The Hebrew University Logo
Syllabus Statistical learning and data analysis - 52525
עברית
Print
 
PDF version
Last update 13-11-2024
HU Credits: 4

Degree/Cycle: 1st degree (Bachelor)

Responsible Department: Statistics

Semester: 2nd Semester

Teaching Languages: English

Campus: Mt. Scopus

Course/Module Coordinator: Barak Sober

Coordinator Email: barak.sober@mail.huji.ac.il

Coordinator Office Hours:

Teaching Staff:
Dr. Barak Sober,
Ms. Alon Shira

Course/Module description:
The course deals with the statistical analysis of large modern datasets.
We will discuss statistical and computational challenges, and learn general principles as well as specific methods of analysis.

In particular, we focus on exploratory data analysis, and on prediction models.

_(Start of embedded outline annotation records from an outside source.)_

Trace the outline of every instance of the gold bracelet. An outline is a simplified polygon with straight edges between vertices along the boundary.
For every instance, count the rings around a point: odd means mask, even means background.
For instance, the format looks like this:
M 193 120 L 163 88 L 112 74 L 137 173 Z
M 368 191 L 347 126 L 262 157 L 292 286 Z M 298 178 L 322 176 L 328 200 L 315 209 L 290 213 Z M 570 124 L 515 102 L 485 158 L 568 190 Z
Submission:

Labs (hand-in assignments) are an important part of the course. Students will analyze real data sets. They will also compare methods on real and simulated data.

Course/Module aims:
The course aims to present modern data analysis techniques. The goal is also for the students to learn and practice research work in data analysis and statistical method development.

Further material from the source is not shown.